Размер шрифта
-
+

Михайлов или Михась? - стр. 38


ОТ СОСТАВИТЕЛЯ ЛИБРЕТТО

У кого-то может сложиться впечатление, что господин Кроше дурно исполняет свою роль. Я вынужден заступиться за дирижера. Как уже было сказано, он весьма искушен в своем деле. И постоянные посетители Дворца правосудия знают, как может блеснуть Жан Луи Кроше. О, как бывал он красноречив на этой сцене, к каким блистательным метафорам и разящим сравнениям прибегал! Как завороженные, бывало, следили судьи за его манипуляциями дирижерской палочкой и, являя собой слаженный ансамбль, исполняли мелодии в дирижерской трактовке прокурора.

Что же произошло на сей раз? Да в том-то и дело, что – ничего. Зачем распылять свой талант, если финал заранее предопределен? Прокурор, как всегда, утверждал, что за прошедшее время у защиты не появилось никаких новых аргументов. На самом же деле он исполняет хорошо отработанный классический опереточный прием, когда подгулявший муж вместо того, чтобы оправдываться, начинает во всех грехах обвинять свою жену. А что, собственно, говорить прокурору? На протяжении полутора лет «постановщик» Жорж Зекшен вместе с «дирижером» Жаном Луи Кроше пытались доказать причастность Сергея Михайлова к русской мафии, к преступлениям, которые он якобы совершил в Израиле и в других странах.

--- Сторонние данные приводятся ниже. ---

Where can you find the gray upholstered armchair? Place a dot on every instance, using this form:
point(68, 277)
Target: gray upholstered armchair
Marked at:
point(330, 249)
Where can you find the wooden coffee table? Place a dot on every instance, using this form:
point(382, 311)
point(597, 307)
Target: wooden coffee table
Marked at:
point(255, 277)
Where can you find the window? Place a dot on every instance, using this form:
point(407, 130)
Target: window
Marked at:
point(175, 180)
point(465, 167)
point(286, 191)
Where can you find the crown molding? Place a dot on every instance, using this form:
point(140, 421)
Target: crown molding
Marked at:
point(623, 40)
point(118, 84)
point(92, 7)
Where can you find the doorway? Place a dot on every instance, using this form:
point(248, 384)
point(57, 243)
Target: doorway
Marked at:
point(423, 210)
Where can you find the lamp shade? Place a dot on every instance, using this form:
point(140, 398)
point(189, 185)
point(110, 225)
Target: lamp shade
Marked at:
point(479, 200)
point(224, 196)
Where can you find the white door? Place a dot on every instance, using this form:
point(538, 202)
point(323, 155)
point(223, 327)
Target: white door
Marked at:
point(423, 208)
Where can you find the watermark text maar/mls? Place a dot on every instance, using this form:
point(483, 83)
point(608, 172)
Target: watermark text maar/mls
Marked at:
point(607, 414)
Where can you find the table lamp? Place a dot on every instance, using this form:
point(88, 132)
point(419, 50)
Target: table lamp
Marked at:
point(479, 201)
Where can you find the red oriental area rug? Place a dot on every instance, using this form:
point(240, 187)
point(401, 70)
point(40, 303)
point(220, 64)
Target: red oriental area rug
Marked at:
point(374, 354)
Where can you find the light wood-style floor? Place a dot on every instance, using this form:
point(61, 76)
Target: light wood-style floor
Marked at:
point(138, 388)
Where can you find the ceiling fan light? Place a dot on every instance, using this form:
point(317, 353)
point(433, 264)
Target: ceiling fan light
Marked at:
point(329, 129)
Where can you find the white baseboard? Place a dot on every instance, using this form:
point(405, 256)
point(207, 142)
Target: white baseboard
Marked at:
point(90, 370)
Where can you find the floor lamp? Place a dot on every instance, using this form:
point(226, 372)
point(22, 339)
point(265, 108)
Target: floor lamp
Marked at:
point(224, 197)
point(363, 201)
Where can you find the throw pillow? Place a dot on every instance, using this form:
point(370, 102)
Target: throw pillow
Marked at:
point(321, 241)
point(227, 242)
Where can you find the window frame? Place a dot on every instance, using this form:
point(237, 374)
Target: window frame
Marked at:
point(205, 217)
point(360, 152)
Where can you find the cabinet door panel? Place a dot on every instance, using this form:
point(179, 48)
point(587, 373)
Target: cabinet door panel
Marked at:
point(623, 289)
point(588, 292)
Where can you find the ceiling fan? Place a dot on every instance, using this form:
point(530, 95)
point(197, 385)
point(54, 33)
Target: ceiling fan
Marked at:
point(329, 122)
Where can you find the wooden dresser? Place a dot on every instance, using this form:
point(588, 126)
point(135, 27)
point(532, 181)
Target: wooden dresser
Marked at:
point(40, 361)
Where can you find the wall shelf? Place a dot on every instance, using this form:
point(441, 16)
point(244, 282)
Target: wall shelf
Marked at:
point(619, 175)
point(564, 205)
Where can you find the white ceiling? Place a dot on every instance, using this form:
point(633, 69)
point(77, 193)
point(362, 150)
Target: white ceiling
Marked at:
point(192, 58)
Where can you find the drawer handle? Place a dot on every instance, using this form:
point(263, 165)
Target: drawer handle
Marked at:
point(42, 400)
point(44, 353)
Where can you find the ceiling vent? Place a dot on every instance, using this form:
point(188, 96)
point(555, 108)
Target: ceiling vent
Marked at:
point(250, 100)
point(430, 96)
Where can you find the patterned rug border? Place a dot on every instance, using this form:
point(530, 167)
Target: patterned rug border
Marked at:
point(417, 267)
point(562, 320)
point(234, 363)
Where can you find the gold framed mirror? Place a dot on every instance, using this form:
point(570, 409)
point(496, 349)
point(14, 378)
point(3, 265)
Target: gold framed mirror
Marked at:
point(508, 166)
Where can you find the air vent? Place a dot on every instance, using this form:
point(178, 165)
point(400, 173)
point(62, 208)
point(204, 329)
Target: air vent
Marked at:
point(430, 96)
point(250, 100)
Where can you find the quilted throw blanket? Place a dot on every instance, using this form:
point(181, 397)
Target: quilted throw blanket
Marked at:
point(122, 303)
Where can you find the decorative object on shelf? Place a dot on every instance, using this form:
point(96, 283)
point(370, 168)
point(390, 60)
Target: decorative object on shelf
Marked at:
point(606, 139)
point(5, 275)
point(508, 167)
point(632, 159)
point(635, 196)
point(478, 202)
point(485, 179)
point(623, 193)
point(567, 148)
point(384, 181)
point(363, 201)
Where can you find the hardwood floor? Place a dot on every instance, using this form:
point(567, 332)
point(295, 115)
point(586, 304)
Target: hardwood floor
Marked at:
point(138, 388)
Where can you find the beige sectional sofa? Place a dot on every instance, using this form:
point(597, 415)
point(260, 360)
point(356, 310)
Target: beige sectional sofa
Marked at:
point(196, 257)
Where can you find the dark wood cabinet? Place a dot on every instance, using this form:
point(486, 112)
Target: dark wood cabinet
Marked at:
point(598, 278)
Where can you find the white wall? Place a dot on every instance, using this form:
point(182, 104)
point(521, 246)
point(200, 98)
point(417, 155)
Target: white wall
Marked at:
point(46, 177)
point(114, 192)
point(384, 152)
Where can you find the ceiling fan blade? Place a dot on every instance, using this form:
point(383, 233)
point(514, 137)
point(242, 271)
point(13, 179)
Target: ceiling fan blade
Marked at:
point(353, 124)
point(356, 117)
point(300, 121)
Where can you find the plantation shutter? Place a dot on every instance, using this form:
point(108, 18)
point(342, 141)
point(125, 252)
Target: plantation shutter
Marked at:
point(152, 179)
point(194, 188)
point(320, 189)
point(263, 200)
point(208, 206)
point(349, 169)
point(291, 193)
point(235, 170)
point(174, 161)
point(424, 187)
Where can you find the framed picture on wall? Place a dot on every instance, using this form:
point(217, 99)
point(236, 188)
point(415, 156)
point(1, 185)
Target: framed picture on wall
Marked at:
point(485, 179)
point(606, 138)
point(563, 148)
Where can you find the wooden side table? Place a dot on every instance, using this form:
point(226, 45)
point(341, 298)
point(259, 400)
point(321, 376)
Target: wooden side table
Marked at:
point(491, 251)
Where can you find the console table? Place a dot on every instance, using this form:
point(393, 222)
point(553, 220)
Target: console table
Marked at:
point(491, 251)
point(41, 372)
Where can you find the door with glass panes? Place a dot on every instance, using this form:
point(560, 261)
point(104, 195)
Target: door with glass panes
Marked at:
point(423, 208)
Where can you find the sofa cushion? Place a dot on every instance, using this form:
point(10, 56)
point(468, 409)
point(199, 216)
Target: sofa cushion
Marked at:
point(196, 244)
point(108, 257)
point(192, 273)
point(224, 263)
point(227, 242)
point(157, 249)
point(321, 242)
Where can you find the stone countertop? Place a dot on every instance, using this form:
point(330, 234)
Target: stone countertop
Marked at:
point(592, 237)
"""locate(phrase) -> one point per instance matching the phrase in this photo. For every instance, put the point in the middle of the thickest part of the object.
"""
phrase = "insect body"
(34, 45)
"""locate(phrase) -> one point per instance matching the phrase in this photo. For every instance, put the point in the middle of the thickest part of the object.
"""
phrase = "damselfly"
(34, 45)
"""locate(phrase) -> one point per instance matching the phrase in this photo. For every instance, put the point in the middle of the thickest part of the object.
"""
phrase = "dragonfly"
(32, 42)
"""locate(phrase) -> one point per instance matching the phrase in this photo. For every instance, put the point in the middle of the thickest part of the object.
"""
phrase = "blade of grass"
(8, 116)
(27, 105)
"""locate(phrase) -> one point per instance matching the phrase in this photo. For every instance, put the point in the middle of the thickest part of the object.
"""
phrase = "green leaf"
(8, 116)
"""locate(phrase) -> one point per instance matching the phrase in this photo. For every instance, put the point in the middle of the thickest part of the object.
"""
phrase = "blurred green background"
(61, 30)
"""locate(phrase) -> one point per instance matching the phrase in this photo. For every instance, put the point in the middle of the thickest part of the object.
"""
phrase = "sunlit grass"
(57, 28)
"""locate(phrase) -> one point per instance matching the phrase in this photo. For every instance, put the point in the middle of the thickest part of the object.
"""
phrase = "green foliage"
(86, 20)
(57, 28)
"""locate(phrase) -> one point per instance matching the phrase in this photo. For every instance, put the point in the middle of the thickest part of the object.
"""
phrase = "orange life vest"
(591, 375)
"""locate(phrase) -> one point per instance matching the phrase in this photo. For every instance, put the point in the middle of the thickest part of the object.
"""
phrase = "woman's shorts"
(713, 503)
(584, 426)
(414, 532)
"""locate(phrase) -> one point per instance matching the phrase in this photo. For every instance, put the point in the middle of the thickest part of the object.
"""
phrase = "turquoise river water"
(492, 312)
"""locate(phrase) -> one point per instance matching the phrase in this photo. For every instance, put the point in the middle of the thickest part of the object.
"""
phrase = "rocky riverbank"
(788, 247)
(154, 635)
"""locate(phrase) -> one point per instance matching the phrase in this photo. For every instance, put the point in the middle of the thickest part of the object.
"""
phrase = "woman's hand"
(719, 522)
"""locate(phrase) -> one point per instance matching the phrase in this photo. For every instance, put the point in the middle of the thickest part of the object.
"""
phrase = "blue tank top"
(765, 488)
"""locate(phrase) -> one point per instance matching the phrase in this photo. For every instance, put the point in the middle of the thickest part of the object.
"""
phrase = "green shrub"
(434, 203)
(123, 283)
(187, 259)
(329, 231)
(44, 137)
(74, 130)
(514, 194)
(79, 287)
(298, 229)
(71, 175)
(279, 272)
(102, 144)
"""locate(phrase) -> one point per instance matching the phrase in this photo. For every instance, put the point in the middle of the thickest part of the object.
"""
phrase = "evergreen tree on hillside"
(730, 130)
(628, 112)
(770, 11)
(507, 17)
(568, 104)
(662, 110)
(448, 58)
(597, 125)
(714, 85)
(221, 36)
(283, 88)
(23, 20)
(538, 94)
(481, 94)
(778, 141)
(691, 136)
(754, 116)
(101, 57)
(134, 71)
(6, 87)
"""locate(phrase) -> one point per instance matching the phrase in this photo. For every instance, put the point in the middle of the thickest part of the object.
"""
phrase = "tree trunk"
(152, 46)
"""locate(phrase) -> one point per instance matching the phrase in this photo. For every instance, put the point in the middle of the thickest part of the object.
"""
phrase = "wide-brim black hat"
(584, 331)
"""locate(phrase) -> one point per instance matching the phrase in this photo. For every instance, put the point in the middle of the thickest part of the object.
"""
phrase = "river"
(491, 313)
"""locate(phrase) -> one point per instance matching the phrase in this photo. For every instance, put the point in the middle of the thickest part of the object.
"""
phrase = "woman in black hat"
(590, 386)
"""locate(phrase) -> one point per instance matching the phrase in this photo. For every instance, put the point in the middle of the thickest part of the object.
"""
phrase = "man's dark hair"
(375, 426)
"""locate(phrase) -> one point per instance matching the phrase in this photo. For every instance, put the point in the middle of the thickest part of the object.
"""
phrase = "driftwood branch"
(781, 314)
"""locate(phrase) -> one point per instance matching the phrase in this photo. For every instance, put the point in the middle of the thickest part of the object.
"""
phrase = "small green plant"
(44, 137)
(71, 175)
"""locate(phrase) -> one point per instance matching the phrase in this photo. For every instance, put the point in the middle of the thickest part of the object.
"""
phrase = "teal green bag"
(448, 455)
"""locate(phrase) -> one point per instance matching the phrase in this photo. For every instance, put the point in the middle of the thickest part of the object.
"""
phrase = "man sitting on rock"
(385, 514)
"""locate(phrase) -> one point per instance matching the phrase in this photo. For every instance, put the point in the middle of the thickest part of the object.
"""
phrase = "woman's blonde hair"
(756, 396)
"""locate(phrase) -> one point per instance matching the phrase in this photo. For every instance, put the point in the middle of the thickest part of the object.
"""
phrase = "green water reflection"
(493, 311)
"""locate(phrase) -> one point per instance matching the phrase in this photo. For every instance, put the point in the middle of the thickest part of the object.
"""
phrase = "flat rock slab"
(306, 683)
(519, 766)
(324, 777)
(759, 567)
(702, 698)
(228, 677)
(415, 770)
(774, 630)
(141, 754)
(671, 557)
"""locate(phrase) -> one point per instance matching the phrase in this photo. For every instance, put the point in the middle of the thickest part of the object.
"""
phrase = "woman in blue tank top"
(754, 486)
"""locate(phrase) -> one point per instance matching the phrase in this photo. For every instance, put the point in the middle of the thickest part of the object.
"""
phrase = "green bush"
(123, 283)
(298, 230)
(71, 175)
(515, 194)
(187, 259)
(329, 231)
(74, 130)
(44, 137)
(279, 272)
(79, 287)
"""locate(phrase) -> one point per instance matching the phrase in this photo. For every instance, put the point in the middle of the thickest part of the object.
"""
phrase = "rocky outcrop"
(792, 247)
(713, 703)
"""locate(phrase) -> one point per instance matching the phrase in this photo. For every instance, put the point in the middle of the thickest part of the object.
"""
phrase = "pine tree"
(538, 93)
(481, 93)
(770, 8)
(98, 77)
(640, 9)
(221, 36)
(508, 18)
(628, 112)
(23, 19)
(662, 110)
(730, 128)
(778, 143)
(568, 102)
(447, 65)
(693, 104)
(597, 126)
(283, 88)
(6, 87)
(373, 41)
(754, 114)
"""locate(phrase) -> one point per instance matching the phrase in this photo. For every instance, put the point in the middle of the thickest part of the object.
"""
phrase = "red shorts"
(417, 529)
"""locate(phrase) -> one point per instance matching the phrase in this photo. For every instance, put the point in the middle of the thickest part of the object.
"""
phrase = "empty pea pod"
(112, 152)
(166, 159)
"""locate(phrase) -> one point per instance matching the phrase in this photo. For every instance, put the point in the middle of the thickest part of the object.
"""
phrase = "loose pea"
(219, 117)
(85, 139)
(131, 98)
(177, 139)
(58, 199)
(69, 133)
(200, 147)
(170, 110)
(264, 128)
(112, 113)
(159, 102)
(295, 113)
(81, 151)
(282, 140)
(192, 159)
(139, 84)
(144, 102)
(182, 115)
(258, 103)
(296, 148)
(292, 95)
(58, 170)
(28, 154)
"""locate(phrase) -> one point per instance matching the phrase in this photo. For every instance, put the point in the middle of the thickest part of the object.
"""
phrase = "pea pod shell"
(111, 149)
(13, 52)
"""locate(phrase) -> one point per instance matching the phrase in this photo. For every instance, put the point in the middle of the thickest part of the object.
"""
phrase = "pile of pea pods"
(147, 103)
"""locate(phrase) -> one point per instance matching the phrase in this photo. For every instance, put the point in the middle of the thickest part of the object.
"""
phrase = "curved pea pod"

В результате из России, Израиля и других стран, куда отправлялись запросы и неоднократно выезжал сам Зекшен, пришли официальные ответы, что у правоохранительных органов этих стран никаких претензий к господину Михайлову нет.

Людям, причастным к театру, хорошо известно, какой важный фон могут создать шумовые эффекты за сценой. Не найдя никаких фактов, подтверждающих вину заключенного, постановщики спектакля занялись подготовкой шумовых эффектов. И находящиеся за сценой лжесвидетели полностью оправдали свое назначение. Есть старый как мир театральный прием. Когда нужно создать на сцене или за сценой сильный, все заглушающий шум, группа статистов начинает вразнобой, но очень громко произносить одну и ту же фразу, многократно ее повторяя: «Что говорить, если нечего говорить, что говорить, если нечего говорить…» Практика театральных постановок показала, что именно эта глупость и бессмыслица создают впечатление наибольшего шумового эффекта.

Если вновь внимательно прочитать показания свидетелей, вернее, как теперь уже доказано, лжесвидетелей Николая Упорова, Роберта Левинсона, Майкла Шранца, Александра Абрамовича и парочки им же подобных, то коротко их показания можно было бы резюмировать все той же пресловутой фразой: «Что говорить, если нечего говорить». Упоров работал в московском РУОПе, уволившись, бежал в Швейцарию. Ни одно из его показаний не имеет до-кументального подтверждения. В «доказательство» он произносит туманно одно и то же: «Я основываюсь на оперативных данных». И хотя ни один суд в мире никогда не выносил обвинительный приговор, основываясь на оперативных данных, следствие продолжает упорно величать Упорова (простите за тавтологию, честное слово, не нарочно) главным свидетелем обвинения, и его бред скрупулезно протоколируется. Агент ФБР Роберт Левинсон от Упорова отличается разве что местом жительства. А так – близнецы-братья. Та же необузданная фантазия, не подтвержденная никакими документами. Если поверить Левинсону в том, что он действительно занимался этим на территории России, то эту деятельность следует охарактеризовать не иначе как шпионской.